Triage-Regelung nichtig: Alles zurück (auf Los?)
© Adobe Stock / Peakstock

Das BVerfG verpflichtete "den Gesetzgeber" dazu, eine Regelung zu treffen, wie im Pandemie-Notfall knappe Behandlungskapazitäten zu verteilen sind. Dass es damit nicht den Bund gemeint haben könnte, wird erst jetzt klar. Und nun?

Entscheidungen des BVerfG können dann und wann eine Überraschung beinhalten, das hat sich am Dienstag erneut bestätigt. Denn den Beschluss des Ersten Senats über zwei Verfassungsbeschwerden gegen die Triage-Regelung in § 5c IfSG hatten so wohl nur wenige kommen sehen. Das Gericht erklärte die Norm für verfassungswidrig und damit nichtig - doch nicht etwa, weil es den inhaltlichen Einwänden der Beschwerdeführerinnen und -führer gefolgt wäre, sondern weil dem Bund für eine solche Regelung schlicht die Gesetzgebungskompetenz fehle (Beschluss vom 04.11.2025 - 1 BvR 2284/23, 1 BvR 2285/23).
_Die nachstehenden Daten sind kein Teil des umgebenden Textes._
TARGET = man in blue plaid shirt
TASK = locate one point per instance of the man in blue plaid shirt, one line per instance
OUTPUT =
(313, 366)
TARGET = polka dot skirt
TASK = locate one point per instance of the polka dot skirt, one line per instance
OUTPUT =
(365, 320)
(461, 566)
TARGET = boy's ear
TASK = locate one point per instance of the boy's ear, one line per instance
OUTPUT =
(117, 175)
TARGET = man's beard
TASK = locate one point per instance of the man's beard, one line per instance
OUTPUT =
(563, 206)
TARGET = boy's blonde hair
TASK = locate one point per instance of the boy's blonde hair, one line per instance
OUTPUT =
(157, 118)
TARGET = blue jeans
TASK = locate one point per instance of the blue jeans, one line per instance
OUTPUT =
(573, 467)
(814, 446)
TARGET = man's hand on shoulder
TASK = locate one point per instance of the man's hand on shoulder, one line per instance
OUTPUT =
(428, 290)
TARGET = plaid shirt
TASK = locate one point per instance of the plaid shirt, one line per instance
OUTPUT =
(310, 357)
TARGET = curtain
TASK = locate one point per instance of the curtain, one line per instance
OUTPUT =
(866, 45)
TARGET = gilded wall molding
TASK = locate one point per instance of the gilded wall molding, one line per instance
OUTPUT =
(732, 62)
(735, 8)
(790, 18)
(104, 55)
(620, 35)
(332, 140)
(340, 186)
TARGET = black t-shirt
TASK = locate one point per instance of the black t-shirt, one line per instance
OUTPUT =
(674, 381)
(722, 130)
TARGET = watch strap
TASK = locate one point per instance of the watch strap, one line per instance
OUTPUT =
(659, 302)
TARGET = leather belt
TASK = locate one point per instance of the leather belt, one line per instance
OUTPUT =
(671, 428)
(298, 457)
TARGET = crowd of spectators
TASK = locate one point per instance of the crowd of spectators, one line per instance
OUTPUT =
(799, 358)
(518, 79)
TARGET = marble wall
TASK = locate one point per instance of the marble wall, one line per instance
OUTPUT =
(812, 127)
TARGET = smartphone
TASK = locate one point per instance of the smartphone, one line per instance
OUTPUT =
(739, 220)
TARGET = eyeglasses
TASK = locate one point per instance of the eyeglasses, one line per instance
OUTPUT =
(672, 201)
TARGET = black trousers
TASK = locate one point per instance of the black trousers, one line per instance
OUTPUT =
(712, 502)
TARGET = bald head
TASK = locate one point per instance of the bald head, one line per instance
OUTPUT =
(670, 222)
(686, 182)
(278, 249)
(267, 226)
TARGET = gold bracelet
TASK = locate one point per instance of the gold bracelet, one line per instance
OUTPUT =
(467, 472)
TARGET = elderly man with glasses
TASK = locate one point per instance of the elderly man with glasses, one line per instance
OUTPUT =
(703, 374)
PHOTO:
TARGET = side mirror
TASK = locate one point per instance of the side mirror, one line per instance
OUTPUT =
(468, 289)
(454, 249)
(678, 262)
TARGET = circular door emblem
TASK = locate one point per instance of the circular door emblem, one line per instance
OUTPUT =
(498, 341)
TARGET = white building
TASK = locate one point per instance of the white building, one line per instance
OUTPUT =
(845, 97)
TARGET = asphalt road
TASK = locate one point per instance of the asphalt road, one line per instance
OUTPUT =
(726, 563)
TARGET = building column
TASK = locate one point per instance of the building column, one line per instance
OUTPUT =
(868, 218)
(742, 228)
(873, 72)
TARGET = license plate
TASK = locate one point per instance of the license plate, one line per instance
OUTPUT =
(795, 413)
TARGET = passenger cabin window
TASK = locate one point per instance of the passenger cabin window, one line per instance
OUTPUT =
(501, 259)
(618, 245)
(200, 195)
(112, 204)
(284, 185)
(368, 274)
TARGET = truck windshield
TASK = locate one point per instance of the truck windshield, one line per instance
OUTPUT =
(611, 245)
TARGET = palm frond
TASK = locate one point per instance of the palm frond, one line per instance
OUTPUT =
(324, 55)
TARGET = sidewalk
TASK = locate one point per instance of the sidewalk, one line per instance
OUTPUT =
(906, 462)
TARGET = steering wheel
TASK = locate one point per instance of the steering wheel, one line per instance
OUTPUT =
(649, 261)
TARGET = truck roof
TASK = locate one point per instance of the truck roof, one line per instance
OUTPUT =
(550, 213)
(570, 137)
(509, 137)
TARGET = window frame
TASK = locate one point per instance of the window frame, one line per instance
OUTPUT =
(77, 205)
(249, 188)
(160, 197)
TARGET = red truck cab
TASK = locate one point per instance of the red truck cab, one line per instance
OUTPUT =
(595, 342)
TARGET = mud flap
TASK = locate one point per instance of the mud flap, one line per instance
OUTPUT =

Ein kurzer Rückblick: In den frühen Tagen der Pandemie kam es unter anderem im norditalienischen Bergamo zu dramatischen Szenen, als die Krankenhäuser dem plötzlichen Anfall von zahlreichen beatmungsbedürftigen Patientinnen und Patienten nicht mehr standhalten konnten und Menschen vermutlich verstarben, weil Ärztinnen und Ärzte nicht allen helfen konnten. Die sogenannte Triage, eine Notsituation, in der die verfügbaren Behandlungskapazitäten nicht mehr genügen, um alle akut und lebensnotwendig behandlungsbedürftigen Menschen zu versorgen, gelangte damals ins Bewusstsein einer breiten Öffentlichkeit. 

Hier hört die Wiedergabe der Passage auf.